In the Training Component the PhD and Master students participated in altogether 15 workshops in Sudan, South Sudan, Kenya, Ethiopia and in Bremen, Germany to discuss research topics, methodologies and draft papers and chapters. New research methodologies and research concepts related to governance, development and the reconstruction of institutions were presented. Major results of the workshop presentations and of PhD and Master researches were published in the IWIM Book Series as numbers 15 and 18 (Link: IWIM Book Series) and in the IWIM Report Series as number 40 (Link: IWIM White Series Papers). With the exception of the Report Series Number 40 all other books are sales publications. Other research results from the workshops were published with James Currey (Link: http://www.jamescurrey.com/store/viewItem.asp?idProduct=13477). A further volume will be published on the results of the final workshops of the research project in Juba and Khartoum. Beside of the joint studies numerous publications were done by the Project Partners and by the Project Students on an individual basis. They will be listed in the Final Project Report.

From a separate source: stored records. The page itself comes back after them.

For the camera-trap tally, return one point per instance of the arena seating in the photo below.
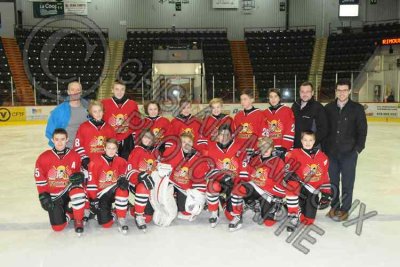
(283, 53)
(216, 51)
(5, 77)
(350, 50)
(69, 58)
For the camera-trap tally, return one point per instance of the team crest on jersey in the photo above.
(313, 171)
(59, 176)
(182, 175)
(274, 129)
(120, 122)
(97, 144)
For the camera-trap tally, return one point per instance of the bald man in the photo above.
(69, 114)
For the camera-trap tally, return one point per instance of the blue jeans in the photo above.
(342, 168)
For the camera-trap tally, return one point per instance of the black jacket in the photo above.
(347, 128)
(311, 117)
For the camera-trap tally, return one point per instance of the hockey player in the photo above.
(227, 157)
(91, 135)
(264, 191)
(141, 163)
(107, 185)
(279, 123)
(189, 170)
(248, 123)
(211, 123)
(307, 177)
(123, 115)
(59, 183)
(186, 123)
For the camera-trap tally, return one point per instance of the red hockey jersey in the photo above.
(103, 174)
(312, 169)
(267, 174)
(248, 126)
(140, 160)
(279, 126)
(90, 139)
(124, 118)
(210, 125)
(189, 172)
(52, 171)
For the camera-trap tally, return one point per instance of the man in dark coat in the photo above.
(346, 139)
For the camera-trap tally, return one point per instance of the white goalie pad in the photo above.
(195, 201)
(162, 196)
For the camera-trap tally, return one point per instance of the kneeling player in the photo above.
(59, 182)
(263, 192)
(108, 184)
(308, 175)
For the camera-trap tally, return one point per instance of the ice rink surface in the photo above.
(26, 238)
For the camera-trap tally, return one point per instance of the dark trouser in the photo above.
(342, 168)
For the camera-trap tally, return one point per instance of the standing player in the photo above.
(141, 163)
(227, 161)
(309, 176)
(92, 134)
(59, 183)
(108, 184)
(123, 115)
(279, 123)
(264, 191)
(211, 123)
(248, 123)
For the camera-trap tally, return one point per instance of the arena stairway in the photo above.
(242, 66)
(22, 85)
(112, 63)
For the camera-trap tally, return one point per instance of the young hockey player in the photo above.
(227, 158)
(279, 123)
(91, 135)
(59, 183)
(264, 192)
(248, 123)
(307, 177)
(211, 123)
(141, 163)
(123, 115)
(107, 185)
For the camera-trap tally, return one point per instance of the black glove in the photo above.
(324, 201)
(76, 178)
(146, 179)
(46, 202)
(85, 163)
(122, 182)
(94, 206)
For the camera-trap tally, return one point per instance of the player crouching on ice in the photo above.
(263, 193)
(307, 176)
(59, 183)
(107, 185)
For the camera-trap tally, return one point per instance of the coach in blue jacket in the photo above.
(346, 139)
(69, 114)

The project was directed by Professor Karl Wohlmuth and by Dr. Elke Grawert, a former IWIM staff. The Project was funded generously by the Volkswagen Foundation with around € 800,000. The Project Coordinator over the six year period, Dr. Elke Grawert, is now preparing the Final Report on behalf of the Project Partners from Sudan, South Sudan, Kenya, Ethiopia and Germany.

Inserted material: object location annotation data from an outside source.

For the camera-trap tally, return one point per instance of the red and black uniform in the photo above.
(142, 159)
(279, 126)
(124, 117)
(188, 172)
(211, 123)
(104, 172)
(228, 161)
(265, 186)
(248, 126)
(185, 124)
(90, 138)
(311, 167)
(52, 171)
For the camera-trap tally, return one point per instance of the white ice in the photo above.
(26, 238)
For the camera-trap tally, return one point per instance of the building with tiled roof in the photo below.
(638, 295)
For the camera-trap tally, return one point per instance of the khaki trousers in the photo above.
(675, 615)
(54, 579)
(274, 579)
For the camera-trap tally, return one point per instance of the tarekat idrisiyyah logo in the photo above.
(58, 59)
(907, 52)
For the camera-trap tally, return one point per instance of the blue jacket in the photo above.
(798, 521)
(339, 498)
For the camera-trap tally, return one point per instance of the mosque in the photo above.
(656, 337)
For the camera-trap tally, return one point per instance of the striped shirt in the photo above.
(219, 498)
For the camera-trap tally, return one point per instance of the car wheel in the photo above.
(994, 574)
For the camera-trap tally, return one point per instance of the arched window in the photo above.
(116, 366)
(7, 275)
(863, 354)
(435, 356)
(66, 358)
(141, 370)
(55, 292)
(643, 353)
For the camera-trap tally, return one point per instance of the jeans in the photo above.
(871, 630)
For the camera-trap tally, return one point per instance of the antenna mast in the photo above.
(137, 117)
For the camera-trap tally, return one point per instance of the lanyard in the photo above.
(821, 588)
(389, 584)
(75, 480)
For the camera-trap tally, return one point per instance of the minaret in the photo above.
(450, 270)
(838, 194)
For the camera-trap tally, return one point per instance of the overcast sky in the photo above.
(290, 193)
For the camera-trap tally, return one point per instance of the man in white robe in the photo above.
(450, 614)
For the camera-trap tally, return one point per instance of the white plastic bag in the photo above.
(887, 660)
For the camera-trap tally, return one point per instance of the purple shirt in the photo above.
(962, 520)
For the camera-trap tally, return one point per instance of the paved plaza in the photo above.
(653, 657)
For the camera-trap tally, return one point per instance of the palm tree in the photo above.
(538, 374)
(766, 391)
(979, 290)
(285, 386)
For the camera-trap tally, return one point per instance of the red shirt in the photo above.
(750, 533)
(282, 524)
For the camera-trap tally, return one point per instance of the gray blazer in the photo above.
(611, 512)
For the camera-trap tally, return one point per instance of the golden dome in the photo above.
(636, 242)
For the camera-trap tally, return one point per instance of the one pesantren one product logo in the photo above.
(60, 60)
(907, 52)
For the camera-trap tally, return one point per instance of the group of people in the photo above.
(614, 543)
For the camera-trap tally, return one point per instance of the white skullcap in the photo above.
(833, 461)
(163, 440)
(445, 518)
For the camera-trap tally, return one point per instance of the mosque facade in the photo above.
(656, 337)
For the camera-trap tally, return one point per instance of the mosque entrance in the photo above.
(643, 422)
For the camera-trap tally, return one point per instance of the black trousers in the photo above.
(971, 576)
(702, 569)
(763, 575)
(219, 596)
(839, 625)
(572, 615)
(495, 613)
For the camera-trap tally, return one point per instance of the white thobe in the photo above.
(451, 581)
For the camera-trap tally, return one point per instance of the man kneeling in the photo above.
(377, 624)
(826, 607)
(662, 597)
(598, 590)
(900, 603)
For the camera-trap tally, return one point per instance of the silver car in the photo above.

Dr. Elke Grawert, now working as a Senior Expert at BICC in Bonn, is organizing the next International Sudan Studies Conference to be held at the Rheinisch-Westfälische Universität in Bonn which is planned for July 2012. Professor Wohlmuth continues with a new Research Project on "Economic Policies in Sudan after the Referendum of 2011" (Link: http://www.iwim.uni-bremen.de/files/dateien/1666_neues_projekt_eco_pol_sudan.pdf). The purpose is to reflect on sustainable economic policies but also to investigate into new models of economic cooperation between Sudan and South Sudan.